”Itu burung apa, Mak?” tanya Mimin pada Kedasih, emaknya, ketika sore memerah jingga.
Kedasih pun bercerita tentang burung-burung yang sering nangkring di pohon tak jauh dari rumah Tuannya. Itulah hiburan yang bisa menambal sedih anaknya karena saban hari harus dikurung dalam kamar emaknya.

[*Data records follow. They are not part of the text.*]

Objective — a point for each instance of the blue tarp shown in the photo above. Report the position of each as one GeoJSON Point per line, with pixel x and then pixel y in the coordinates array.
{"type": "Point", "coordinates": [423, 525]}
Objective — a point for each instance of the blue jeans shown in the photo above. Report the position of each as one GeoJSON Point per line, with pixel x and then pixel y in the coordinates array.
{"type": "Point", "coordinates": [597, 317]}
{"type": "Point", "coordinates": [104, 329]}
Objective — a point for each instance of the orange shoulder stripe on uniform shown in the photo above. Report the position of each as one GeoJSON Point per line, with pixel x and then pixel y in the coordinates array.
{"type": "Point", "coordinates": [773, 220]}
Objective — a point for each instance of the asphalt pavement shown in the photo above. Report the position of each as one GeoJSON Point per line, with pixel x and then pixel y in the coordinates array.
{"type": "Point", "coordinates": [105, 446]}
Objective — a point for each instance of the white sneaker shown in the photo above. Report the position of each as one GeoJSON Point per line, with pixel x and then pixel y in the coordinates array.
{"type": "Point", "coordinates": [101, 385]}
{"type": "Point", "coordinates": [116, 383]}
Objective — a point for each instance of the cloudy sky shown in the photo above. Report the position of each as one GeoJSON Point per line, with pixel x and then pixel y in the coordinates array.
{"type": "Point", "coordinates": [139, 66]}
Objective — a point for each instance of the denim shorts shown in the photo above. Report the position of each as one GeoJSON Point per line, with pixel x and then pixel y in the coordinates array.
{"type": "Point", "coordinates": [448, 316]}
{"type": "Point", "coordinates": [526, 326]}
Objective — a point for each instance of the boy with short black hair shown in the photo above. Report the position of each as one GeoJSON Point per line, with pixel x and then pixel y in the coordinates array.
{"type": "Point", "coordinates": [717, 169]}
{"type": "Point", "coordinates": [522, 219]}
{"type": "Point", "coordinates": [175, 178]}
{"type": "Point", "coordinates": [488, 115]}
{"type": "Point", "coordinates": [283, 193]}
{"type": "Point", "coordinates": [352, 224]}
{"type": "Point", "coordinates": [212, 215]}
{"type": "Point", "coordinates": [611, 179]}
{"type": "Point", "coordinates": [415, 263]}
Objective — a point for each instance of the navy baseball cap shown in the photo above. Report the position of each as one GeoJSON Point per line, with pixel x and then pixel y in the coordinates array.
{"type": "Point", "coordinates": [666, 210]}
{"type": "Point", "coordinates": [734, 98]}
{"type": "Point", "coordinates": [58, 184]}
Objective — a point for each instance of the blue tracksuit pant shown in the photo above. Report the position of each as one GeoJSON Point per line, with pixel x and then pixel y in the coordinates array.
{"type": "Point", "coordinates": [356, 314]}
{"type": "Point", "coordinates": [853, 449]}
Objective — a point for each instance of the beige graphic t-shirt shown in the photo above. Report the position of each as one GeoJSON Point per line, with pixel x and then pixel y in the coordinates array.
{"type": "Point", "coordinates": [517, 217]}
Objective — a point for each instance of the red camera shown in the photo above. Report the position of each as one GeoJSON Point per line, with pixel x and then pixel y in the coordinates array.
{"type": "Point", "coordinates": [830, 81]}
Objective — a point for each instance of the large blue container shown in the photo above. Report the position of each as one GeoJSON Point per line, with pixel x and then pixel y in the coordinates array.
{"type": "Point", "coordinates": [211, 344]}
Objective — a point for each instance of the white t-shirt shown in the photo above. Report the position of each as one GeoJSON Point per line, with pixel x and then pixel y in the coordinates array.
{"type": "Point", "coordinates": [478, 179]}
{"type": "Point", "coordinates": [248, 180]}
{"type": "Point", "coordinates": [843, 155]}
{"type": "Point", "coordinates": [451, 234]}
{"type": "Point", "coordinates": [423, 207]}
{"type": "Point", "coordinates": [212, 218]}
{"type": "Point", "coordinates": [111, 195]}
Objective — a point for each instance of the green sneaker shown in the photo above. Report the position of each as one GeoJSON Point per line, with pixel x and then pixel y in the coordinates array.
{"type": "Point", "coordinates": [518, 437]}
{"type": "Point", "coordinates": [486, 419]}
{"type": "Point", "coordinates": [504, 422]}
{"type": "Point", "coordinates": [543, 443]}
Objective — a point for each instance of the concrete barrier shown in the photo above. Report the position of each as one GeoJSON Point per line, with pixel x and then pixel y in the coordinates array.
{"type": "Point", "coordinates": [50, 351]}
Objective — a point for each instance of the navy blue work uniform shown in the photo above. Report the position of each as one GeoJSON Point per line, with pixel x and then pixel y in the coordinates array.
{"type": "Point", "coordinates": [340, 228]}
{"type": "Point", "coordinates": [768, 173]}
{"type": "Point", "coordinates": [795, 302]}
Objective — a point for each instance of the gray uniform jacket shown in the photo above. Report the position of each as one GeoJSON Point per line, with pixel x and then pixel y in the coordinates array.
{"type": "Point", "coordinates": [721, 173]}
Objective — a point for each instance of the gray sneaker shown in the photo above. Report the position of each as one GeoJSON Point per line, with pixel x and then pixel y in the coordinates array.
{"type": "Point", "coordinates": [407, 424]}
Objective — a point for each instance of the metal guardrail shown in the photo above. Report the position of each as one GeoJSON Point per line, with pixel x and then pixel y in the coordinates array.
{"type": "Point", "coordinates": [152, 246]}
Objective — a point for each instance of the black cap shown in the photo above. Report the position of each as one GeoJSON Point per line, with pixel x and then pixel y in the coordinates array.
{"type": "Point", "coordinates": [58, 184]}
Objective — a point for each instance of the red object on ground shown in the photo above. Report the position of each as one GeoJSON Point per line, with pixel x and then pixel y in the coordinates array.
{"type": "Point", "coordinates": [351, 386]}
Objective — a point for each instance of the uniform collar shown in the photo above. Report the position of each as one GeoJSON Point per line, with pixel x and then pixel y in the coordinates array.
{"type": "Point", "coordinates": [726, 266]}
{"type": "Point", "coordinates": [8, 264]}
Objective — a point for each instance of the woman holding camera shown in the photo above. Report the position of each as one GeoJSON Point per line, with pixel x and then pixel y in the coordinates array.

Kamar yang berukuran 3 X 4 itu, bekas gudang Tuannya. Gudang butut itu, hanya terdiri dari satu dipan dan almari yang sudah pecah kacanya. Sebuah televisi yang separuh gambarnya hilang, tanpa remote. Di satu sisi tembok kamar ada jendela menghadap ke jalan, sehingga Mimin bisa melihat pokok pohon trembesi yang tumbuh berjajar-jajar sepanjang jalan depan rumah Tuannya.
Lewat jendela itulah, Mimin melihat, betapa di luar sana, anak-anak sebayanya asyik bermain. Sementara ia harus bekerja membanting tulang, bersama emaknya. Ia hanya bisa melihat dari balik jendela dengan tatapan mata berbinar.
Terkadang ia memberanikan diri memainkan mainan milik anak Tuannya. Tetapi, jika ketahuan emaknya, ia pasti dimarahi. Karena, bila ketahuan menyentuh mainan, tak ayal lagi, Mimin akan mendapat damprat Tuannya.
Kedasih sering menjauhkan mainan milik anak Tuannya dari jangkauan Mimin. Kedasih memilih menghibur anaknya dengan dongeng. Kedasih sering bercerita tentang burung. Burung yang hidup bebas di alam raya.
”O, itu burung blekok atau bangau. Burung itu memberitahukan musim akan berganti, nak,” kata Kedasih, suatu sore.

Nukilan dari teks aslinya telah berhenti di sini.